Have you compared a GMO tomato to a locally or garden grown one? There's no contest.
No, but scientists have and the GMOs are substantially equivalent to non-GMOs. That means they, on average, have the same amount of sugar, fiber, citric acid, etc, that you'd find in a regular tomato. The only reason you think they taste worse is because you do not trust them.
I'm willing to bet actual money that if you designed a double-blind experiment that tested your ability to discern between GMO and non-GMO tomatoes grown in a similar climate in the same soil with the same water, you wouldn't be able to choose the right one any better than random chance.
I know about the scientific method; I was trying to keep "science" out of this.
By the quotation marks, are you implying that a double-blind experiment is not science? If so, I'm not so sure that you know about the scientific method.

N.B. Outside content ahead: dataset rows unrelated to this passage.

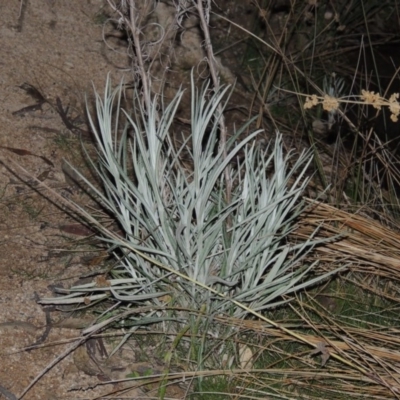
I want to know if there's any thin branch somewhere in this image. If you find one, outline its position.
[195,0,232,204]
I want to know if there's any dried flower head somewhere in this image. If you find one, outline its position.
[304,94,318,110]
[389,93,400,122]
[361,90,384,110]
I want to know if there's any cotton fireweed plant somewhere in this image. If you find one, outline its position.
[42,79,338,366]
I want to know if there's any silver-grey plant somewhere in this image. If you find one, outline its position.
[42,72,340,360]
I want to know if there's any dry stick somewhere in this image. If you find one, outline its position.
[108,0,150,112]
[197,0,232,204]
[7,158,400,399]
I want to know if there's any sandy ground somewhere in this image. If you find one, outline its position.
[0,0,144,400]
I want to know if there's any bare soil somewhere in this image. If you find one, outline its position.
[0,0,148,400]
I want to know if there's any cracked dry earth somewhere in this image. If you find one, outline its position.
[0,0,166,400]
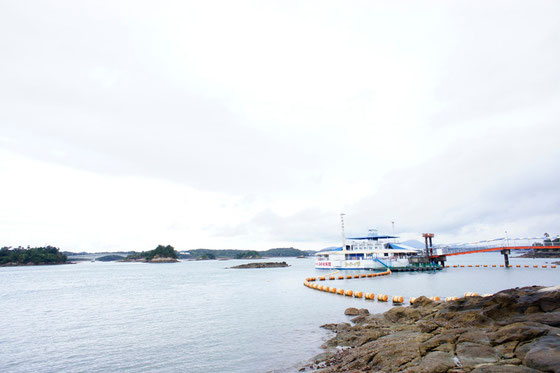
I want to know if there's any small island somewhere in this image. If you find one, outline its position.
[0,246,68,267]
[231,262,289,269]
[121,245,178,263]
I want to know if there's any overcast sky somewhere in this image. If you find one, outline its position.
[0,0,560,251]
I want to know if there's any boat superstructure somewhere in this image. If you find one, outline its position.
[315,221,418,270]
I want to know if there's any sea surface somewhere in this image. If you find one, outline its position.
[0,253,560,372]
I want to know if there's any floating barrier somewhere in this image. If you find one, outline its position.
[393,295,404,304]
[377,294,389,302]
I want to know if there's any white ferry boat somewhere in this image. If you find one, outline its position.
[315,229,418,270]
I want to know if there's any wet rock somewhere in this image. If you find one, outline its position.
[306,287,560,373]
[416,351,456,373]
[488,322,549,345]
[457,329,490,345]
[523,335,560,372]
[456,342,499,368]
[471,365,540,373]
[344,307,369,316]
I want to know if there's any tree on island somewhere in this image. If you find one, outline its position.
[0,246,68,265]
[126,245,178,262]
[235,250,261,259]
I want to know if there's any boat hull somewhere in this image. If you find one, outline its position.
[315,258,409,270]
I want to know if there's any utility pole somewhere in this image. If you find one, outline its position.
[340,213,346,251]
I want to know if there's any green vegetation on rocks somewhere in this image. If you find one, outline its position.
[235,251,261,259]
[181,247,309,259]
[124,245,178,262]
[95,255,124,262]
[0,246,68,266]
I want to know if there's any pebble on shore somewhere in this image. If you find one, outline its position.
[302,286,560,373]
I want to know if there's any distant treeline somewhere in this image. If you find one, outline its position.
[0,246,68,265]
[183,247,309,259]
[126,245,178,261]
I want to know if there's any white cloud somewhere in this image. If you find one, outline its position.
[0,1,560,250]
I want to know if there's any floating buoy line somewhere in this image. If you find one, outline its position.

Throw your facts and research at me as much as you want, but they do taste better to me, and nothing you guys say is gonna change that. Case closed, end of story.

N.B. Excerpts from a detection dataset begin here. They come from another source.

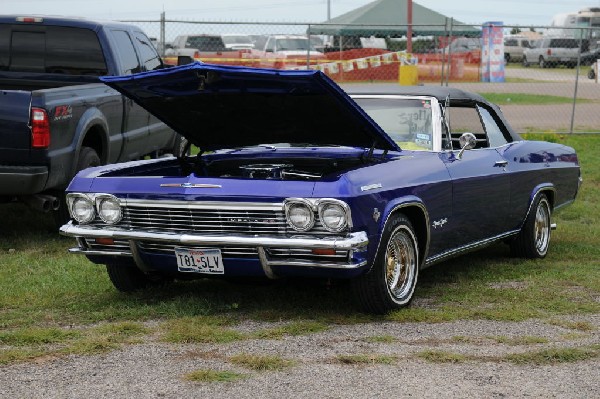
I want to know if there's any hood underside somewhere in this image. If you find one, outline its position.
[101,63,399,151]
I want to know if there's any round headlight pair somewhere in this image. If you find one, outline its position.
[96,195,123,224]
[285,198,350,233]
[67,194,123,224]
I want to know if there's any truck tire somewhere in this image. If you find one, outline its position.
[510,194,552,259]
[53,147,101,228]
[171,134,190,157]
[352,214,419,314]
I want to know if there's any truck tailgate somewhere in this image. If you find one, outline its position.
[0,90,31,155]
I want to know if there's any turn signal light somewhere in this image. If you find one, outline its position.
[96,237,115,245]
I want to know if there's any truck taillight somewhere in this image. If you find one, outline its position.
[31,108,50,148]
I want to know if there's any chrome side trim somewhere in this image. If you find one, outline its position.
[60,222,369,251]
[256,247,278,280]
[425,230,521,266]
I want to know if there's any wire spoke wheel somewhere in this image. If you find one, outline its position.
[385,230,417,298]
[534,201,550,253]
[352,214,420,314]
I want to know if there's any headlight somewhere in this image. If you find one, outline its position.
[96,195,123,224]
[67,194,96,224]
[319,200,349,232]
[285,200,315,231]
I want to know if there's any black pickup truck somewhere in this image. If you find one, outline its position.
[0,15,182,223]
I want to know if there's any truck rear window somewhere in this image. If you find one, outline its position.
[0,25,108,76]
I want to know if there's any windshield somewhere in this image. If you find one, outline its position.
[356,98,433,151]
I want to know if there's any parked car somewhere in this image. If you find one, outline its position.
[579,48,600,65]
[254,35,325,69]
[165,34,254,66]
[0,15,181,226]
[504,36,530,63]
[61,63,581,313]
[523,37,579,68]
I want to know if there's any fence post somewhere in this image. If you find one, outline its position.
[159,11,167,57]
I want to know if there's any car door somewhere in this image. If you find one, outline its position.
[442,105,510,248]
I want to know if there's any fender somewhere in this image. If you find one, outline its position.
[367,195,431,273]
[71,107,111,176]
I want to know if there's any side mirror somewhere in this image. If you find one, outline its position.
[457,132,477,159]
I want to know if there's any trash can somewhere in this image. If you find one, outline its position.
[398,65,419,86]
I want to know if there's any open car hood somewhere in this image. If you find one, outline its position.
[101,63,399,151]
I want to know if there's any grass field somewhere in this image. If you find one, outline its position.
[0,135,600,366]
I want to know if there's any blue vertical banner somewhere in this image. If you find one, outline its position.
[481,21,504,83]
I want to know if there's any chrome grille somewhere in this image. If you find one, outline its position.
[84,238,130,252]
[265,248,350,262]
[115,200,332,235]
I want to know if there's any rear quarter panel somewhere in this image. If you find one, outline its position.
[500,141,580,229]
[314,151,452,268]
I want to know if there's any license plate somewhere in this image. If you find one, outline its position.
[175,248,225,274]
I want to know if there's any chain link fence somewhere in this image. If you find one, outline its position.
[123,13,600,133]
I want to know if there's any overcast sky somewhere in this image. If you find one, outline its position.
[0,0,600,25]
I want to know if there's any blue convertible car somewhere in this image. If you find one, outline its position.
[61,63,581,313]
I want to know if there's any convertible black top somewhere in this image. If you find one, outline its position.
[342,84,523,141]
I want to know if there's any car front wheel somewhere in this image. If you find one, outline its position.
[352,215,419,314]
[510,194,552,259]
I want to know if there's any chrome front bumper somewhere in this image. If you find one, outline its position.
[60,222,369,276]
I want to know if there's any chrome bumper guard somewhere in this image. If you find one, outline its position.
[60,222,369,276]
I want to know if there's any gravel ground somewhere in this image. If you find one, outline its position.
[0,314,600,399]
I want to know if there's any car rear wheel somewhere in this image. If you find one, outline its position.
[106,262,173,292]
[510,194,552,259]
[352,215,419,314]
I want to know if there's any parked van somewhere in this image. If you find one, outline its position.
[504,36,531,63]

Okay, so let me get a grasp of what you're saying here:
"Throw the truth and all of your evidence at me as much as you want, but I'm going to hold my evidently misconceived and false view because forget you, that's why"
All I'm saying is that I found that I find the taste of naturally and locally grown foods better than most of what can be purchased at the supermarket.

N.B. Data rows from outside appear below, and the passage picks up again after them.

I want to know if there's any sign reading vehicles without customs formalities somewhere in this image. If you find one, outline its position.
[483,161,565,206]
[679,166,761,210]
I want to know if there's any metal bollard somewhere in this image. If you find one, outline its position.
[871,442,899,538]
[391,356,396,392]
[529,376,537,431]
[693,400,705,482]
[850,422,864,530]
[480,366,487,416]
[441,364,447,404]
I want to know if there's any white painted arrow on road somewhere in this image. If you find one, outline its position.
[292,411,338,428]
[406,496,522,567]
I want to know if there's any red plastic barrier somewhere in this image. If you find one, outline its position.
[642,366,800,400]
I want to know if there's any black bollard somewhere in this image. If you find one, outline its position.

That's probably more to do with the fact that you're getting fresher produce that has been off of the vine for much less time than the tomatoes shipped in to your grocery store by major large-scale farmers. It doesn't have anything to do with the fact that your experimental-tomato(The GMO brand) has an extra gene, but the fact that it's been sitting in a crate for a few extra days. These are those control variables that Headcrab Zombie was talking about. Does this explain it any clearer?